The University of Manchester has been awarded over £1.3 million to develop technologies that could recover valuable materials from hard-to-recycle waste including disposable vapes and cars.
The three‑year project, REMOVE‑UM: REcovering MOlecular ValuE from Unrecycled Multi‑materials, funded by EPSRC and Defra will develop new technologies to tackle some of the most challenging waste products.
Recycling has the potential to recover significant value from materials at the end of their life, playing a crucial role in building a more sustainable future.

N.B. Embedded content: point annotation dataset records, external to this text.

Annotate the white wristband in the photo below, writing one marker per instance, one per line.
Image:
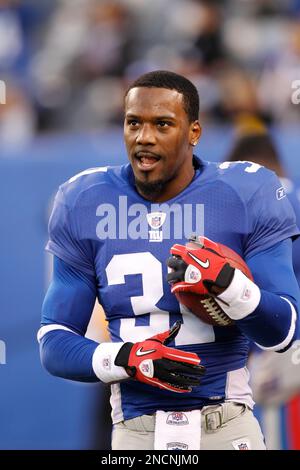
(242, 297)
(104, 363)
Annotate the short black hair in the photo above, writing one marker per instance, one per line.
(171, 81)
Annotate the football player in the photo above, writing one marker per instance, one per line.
(177, 382)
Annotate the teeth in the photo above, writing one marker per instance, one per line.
(148, 160)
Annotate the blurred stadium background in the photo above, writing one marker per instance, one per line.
(66, 64)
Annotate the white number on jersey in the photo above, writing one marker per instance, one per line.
(193, 330)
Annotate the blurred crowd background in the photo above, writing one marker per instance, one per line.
(66, 65)
(67, 62)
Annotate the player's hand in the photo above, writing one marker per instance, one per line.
(153, 363)
(199, 267)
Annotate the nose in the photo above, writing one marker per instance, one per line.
(146, 135)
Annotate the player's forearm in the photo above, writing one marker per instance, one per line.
(272, 325)
(68, 355)
(74, 357)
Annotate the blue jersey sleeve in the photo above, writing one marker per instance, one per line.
(66, 312)
(270, 217)
(64, 239)
(275, 323)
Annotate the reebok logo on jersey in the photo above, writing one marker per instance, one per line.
(203, 264)
(140, 352)
(280, 193)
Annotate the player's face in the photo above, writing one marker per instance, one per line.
(159, 137)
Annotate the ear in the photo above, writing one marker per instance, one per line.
(194, 133)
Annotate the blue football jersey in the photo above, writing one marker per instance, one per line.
(103, 227)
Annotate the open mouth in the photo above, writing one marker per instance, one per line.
(146, 160)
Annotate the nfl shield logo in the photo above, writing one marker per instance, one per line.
(156, 219)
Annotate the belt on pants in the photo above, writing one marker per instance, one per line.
(213, 417)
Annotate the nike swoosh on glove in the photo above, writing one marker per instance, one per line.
(154, 363)
(200, 267)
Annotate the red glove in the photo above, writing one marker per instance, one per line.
(199, 267)
(153, 363)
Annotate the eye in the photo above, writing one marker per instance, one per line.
(132, 122)
(163, 124)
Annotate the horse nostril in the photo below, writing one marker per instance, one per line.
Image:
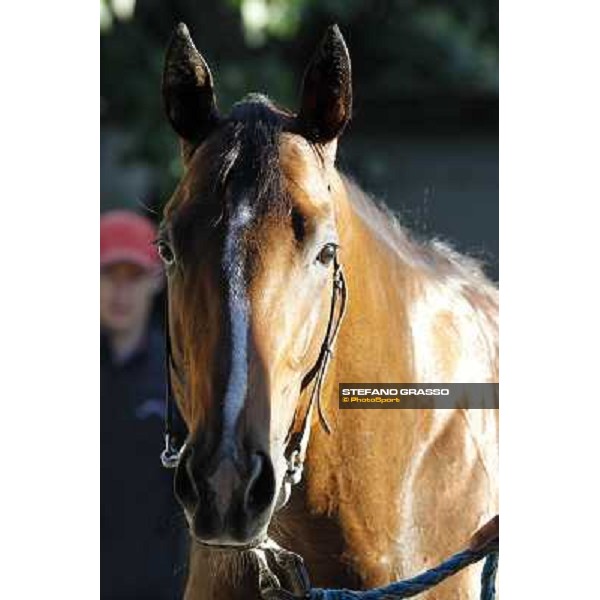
(261, 487)
(185, 490)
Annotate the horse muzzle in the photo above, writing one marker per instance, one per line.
(228, 500)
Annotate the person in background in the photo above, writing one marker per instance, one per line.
(141, 527)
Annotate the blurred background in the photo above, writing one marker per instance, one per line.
(424, 135)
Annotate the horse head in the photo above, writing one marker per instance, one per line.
(250, 242)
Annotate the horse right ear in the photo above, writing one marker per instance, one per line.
(326, 101)
(187, 89)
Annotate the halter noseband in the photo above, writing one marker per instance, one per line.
(296, 442)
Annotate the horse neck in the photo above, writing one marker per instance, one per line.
(374, 343)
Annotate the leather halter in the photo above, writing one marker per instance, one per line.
(296, 442)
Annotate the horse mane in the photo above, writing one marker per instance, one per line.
(444, 276)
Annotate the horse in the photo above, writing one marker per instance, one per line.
(254, 240)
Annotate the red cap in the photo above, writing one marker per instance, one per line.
(127, 237)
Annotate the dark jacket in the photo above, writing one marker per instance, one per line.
(141, 525)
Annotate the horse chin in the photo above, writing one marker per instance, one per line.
(232, 547)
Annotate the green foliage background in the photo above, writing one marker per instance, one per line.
(401, 50)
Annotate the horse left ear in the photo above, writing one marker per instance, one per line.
(326, 90)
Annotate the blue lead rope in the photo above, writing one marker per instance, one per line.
(421, 583)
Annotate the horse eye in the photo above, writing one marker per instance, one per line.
(327, 254)
(166, 253)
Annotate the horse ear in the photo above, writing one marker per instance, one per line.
(327, 90)
(187, 89)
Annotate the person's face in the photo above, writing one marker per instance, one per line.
(126, 293)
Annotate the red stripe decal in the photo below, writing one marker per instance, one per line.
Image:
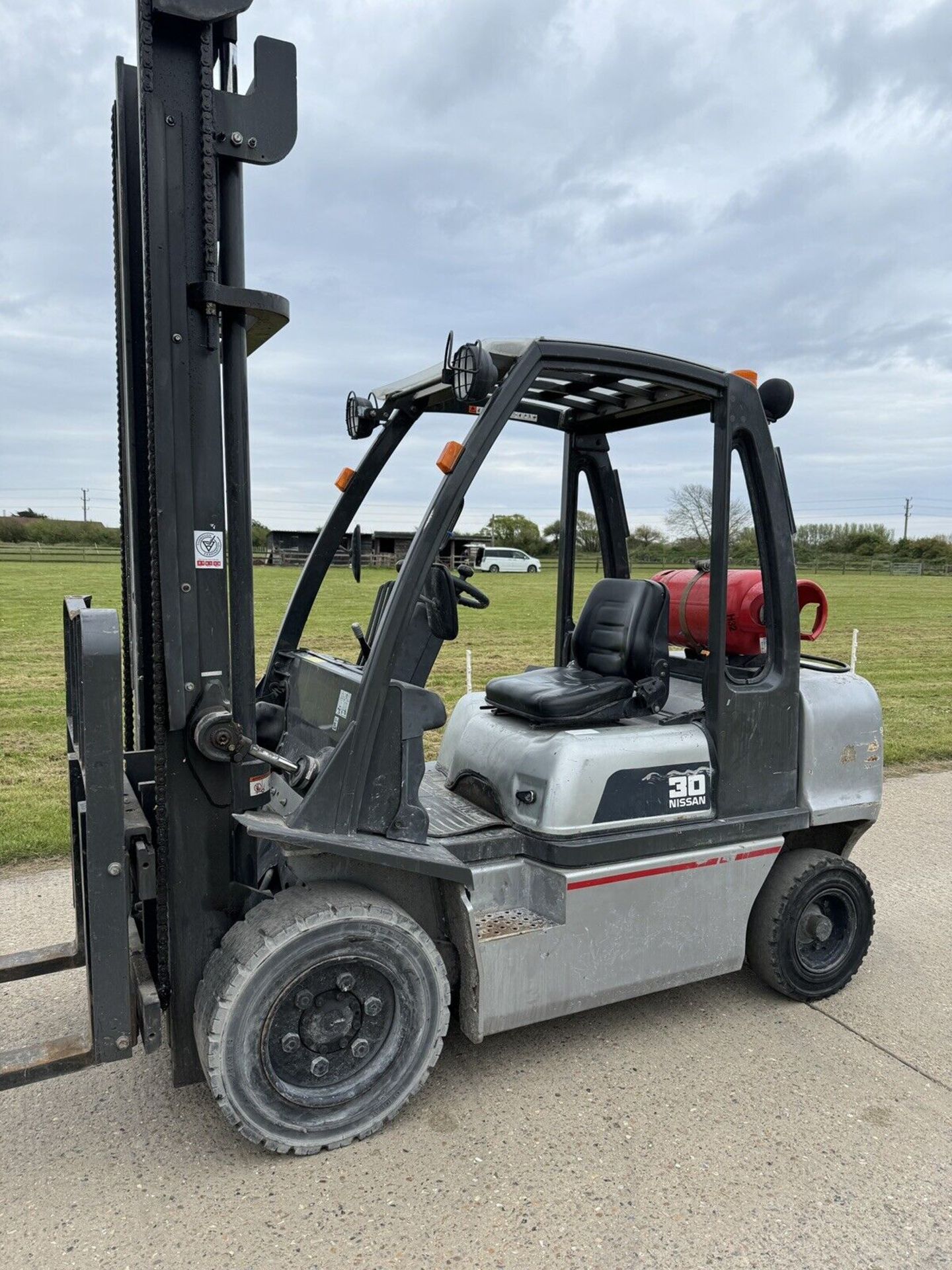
(664, 869)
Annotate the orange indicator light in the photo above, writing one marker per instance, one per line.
(450, 456)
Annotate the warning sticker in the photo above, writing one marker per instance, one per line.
(259, 785)
(342, 709)
(210, 549)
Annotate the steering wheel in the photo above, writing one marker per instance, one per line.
(466, 595)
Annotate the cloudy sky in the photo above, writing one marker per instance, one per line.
(760, 183)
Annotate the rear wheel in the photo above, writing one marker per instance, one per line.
(319, 1016)
(811, 925)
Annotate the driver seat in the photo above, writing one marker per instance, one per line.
(619, 667)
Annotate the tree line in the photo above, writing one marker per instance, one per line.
(687, 535)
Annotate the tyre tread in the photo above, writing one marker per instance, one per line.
(245, 947)
(763, 943)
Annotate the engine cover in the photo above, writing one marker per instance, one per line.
(560, 781)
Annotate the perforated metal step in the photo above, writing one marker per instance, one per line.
(499, 923)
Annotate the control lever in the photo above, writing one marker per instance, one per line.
(361, 639)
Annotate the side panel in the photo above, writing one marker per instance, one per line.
(841, 747)
(549, 943)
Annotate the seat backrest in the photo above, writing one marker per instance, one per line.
(622, 629)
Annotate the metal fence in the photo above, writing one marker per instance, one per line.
(58, 553)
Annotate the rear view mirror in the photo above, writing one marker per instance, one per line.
(438, 597)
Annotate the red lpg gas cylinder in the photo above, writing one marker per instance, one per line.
(691, 597)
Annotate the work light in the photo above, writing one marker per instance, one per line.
(474, 374)
(362, 415)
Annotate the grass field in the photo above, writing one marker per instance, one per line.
(904, 650)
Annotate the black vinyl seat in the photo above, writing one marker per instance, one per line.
(619, 662)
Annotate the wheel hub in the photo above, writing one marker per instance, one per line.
(327, 1028)
(825, 933)
(334, 1017)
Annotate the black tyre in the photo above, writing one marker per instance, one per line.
(319, 1016)
(811, 925)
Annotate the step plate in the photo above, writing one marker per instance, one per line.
(499, 923)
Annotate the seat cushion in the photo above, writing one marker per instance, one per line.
(561, 695)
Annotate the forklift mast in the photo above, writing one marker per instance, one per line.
(186, 325)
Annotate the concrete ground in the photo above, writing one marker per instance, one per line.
(713, 1126)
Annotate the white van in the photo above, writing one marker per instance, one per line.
(506, 560)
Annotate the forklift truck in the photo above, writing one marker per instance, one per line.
(267, 874)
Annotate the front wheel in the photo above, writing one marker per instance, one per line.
(811, 925)
(319, 1016)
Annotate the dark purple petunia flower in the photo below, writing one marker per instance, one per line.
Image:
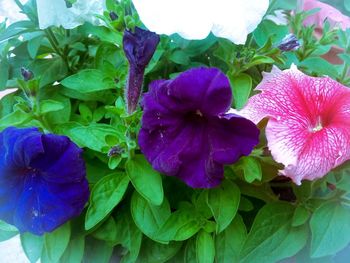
(139, 47)
(42, 180)
(289, 43)
(185, 129)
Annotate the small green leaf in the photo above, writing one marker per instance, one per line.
(272, 236)
(154, 252)
(330, 228)
(205, 248)
(181, 225)
(105, 195)
(145, 180)
(14, 119)
(33, 46)
(179, 57)
(50, 106)
(107, 231)
(4, 72)
(347, 5)
(75, 251)
(32, 246)
(241, 86)
(92, 136)
(55, 243)
(251, 169)
(230, 242)
(96, 251)
(301, 215)
(88, 80)
(129, 236)
(148, 217)
(223, 202)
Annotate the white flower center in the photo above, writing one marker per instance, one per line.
(318, 125)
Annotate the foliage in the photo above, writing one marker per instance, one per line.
(134, 212)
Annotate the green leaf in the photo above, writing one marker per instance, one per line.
(148, 217)
(4, 72)
(330, 228)
(32, 246)
(154, 252)
(107, 231)
(205, 248)
(105, 195)
(145, 180)
(190, 255)
(14, 119)
(92, 136)
(347, 5)
(241, 86)
(55, 243)
(88, 80)
(181, 225)
(75, 251)
(224, 202)
(179, 57)
(96, 251)
(320, 66)
(301, 215)
(251, 169)
(129, 236)
(50, 106)
(268, 29)
(230, 242)
(272, 237)
(49, 70)
(33, 46)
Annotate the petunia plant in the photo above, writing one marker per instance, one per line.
(176, 131)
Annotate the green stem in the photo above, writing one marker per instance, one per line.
(55, 45)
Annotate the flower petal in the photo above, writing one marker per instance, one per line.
(309, 128)
(237, 19)
(204, 89)
(232, 136)
(182, 17)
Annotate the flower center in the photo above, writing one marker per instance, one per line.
(318, 125)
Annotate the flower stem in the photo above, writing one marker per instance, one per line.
(133, 88)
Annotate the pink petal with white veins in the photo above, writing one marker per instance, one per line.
(3, 93)
(309, 121)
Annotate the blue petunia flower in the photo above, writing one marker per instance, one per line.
(139, 47)
(186, 131)
(42, 180)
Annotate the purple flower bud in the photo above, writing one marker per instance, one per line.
(113, 16)
(139, 47)
(26, 74)
(289, 43)
(115, 150)
(42, 180)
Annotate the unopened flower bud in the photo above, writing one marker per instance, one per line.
(289, 43)
(113, 16)
(26, 74)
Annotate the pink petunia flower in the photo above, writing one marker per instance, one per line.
(334, 16)
(309, 121)
(3, 93)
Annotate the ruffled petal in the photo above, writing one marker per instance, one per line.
(182, 122)
(194, 19)
(237, 19)
(44, 206)
(204, 89)
(230, 137)
(183, 17)
(309, 128)
(20, 146)
(62, 161)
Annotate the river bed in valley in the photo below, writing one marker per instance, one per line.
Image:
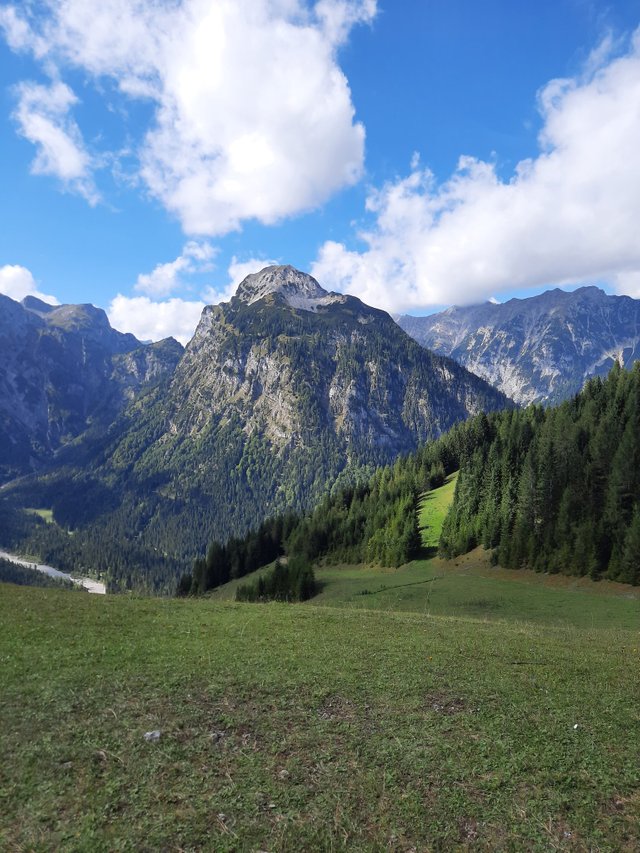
(86, 583)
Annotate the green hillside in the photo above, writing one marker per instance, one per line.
(432, 511)
(467, 586)
(312, 728)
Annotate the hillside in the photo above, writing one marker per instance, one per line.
(536, 350)
(64, 370)
(284, 392)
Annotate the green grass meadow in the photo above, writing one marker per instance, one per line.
(482, 710)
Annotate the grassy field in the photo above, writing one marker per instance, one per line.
(310, 728)
(440, 706)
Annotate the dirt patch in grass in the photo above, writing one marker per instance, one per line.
(337, 709)
(444, 703)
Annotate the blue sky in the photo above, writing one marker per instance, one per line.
(151, 159)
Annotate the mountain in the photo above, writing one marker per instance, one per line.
(63, 369)
(283, 392)
(536, 350)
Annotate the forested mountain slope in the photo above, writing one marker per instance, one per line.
(537, 350)
(555, 490)
(284, 392)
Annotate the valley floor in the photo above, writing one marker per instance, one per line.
(308, 727)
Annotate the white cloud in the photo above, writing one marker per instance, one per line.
(18, 282)
(569, 215)
(196, 257)
(253, 116)
(149, 320)
(153, 320)
(237, 271)
(43, 117)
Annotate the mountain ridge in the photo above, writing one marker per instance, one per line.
(538, 349)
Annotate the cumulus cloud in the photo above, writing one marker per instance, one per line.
(196, 257)
(253, 116)
(154, 318)
(568, 215)
(43, 117)
(153, 321)
(18, 282)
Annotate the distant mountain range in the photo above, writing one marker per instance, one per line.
(63, 369)
(283, 392)
(541, 349)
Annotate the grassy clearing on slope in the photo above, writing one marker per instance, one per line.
(470, 586)
(45, 514)
(306, 728)
(432, 510)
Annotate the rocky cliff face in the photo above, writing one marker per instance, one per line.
(62, 369)
(540, 349)
(292, 362)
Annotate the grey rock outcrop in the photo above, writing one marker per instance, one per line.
(536, 350)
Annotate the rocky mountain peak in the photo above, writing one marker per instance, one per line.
(298, 289)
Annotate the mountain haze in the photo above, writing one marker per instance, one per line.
(536, 350)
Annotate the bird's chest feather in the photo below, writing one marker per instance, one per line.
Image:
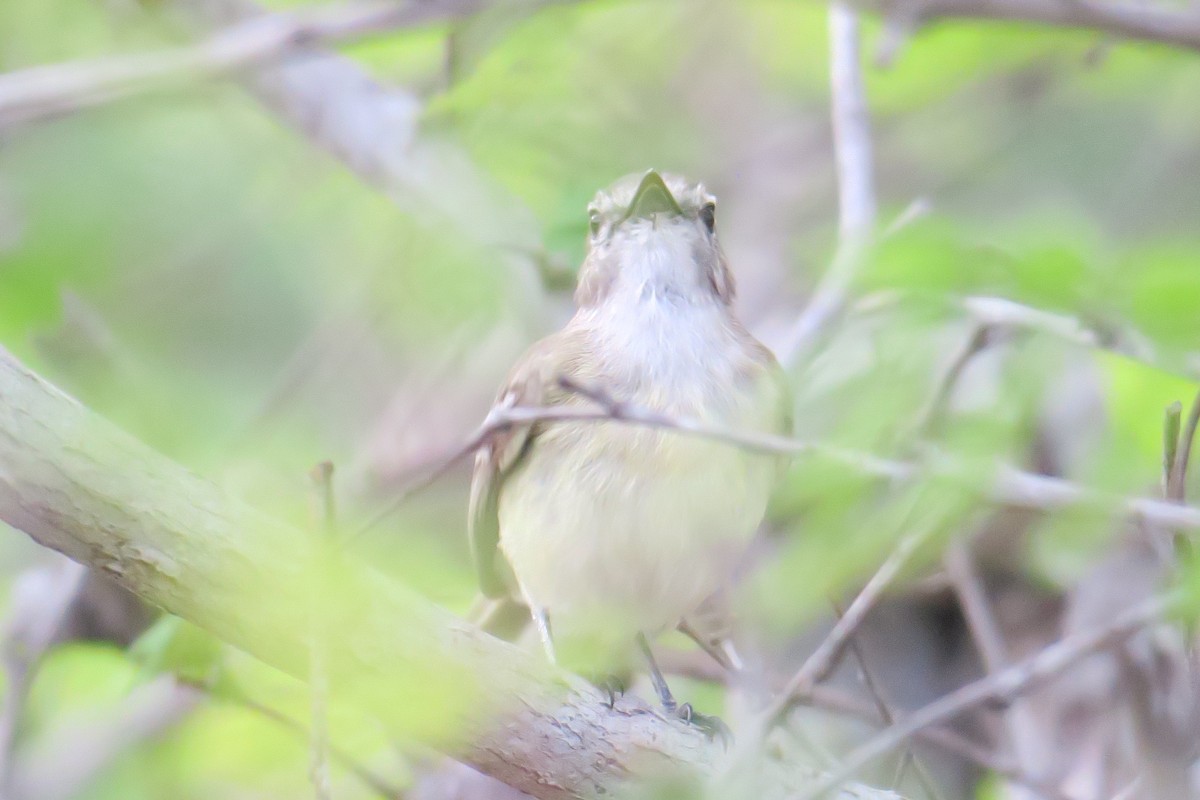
(615, 512)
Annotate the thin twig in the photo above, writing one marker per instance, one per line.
(1177, 488)
(1171, 417)
(39, 92)
(888, 715)
(347, 759)
(1147, 22)
(1021, 677)
(990, 642)
(826, 656)
(324, 518)
(1009, 486)
(1003, 313)
(835, 701)
(931, 417)
(856, 182)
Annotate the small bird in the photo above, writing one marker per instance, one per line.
(610, 530)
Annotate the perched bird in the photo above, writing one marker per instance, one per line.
(609, 530)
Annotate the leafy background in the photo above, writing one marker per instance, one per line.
(197, 272)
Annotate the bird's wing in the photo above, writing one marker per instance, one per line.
(533, 383)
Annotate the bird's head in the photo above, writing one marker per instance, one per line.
(653, 236)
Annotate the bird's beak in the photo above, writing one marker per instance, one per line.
(652, 197)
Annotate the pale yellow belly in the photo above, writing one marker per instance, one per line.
(634, 536)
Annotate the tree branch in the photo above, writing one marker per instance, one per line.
(375, 130)
(1012, 681)
(1144, 22)
(39, 92)
(79, 486)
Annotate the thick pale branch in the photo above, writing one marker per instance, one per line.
(79, 486)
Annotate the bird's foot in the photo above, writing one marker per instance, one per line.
(712, 726)
(612, 686)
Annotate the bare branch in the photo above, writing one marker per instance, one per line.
(825, 657)
(856, 181)
(77, 485)
(324, 522)
(1009, 486)
(1021, 677)
(1177, 26)
(372, 128)
(1179, 483)
(887, 714)
(1023, 734)
(37, 92)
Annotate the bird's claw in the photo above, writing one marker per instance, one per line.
(612, 687)
(713, 727)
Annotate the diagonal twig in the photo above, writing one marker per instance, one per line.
(856, 182)
(1008, 683)
(826, 656)
(1009, 486)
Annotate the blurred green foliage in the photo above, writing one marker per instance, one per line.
(201, 275)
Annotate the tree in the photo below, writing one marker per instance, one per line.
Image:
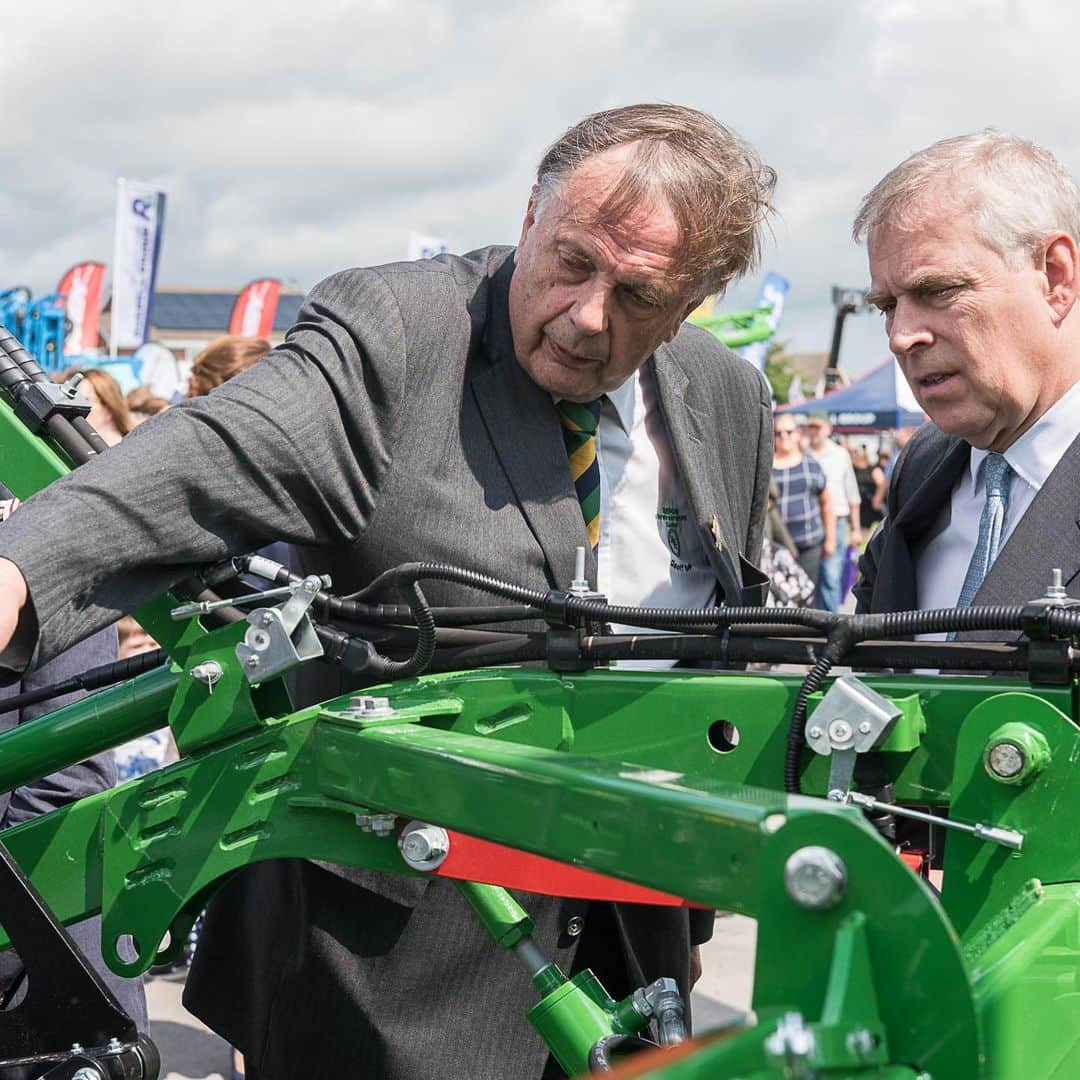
(778, 370)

However, while current systems are effective for simple, single materials that can be easily sorted and cleaned, they struggle to deal with complex, multi-material products.
Michael Shaver, Project Lead and Professor of Polymer Science at The University of Manchester, explains: “Recycling to recover value from materials at end-of-life is a tantalising component of a sustainable future. However, multi-material products – vapes, cars, batteries, furniture – comingle a host of plastics, metals, glass, ceramics and other materials designed to meet ever-increasing consumer demand for low-cost, high-performance, lightweight, aesthetically pleasing consumer goods. These staggeringly complex multi-materials are reaching their end-of-life with no strategy to facilitate the (re)integration of their components, materials or molecules into a circular economy.
“Developing an economically viable and environmentally advantageous end of-life for multi-materials is vital. However, to achieve this in a just manner, it is essential we understand economic, societal, and environmental outcomes, coupling systemic approaches to ambitious fundamental research.”
The REMOVE‑UM project will take a fundamentally new approach, developing methods to break down these materials at a molecular level and recover valuable components that can be reused.
The work will combine expertise from across The University of Manchester, bringing together specialists in chemical recycling, catalysis, sustainability assessment and materials science.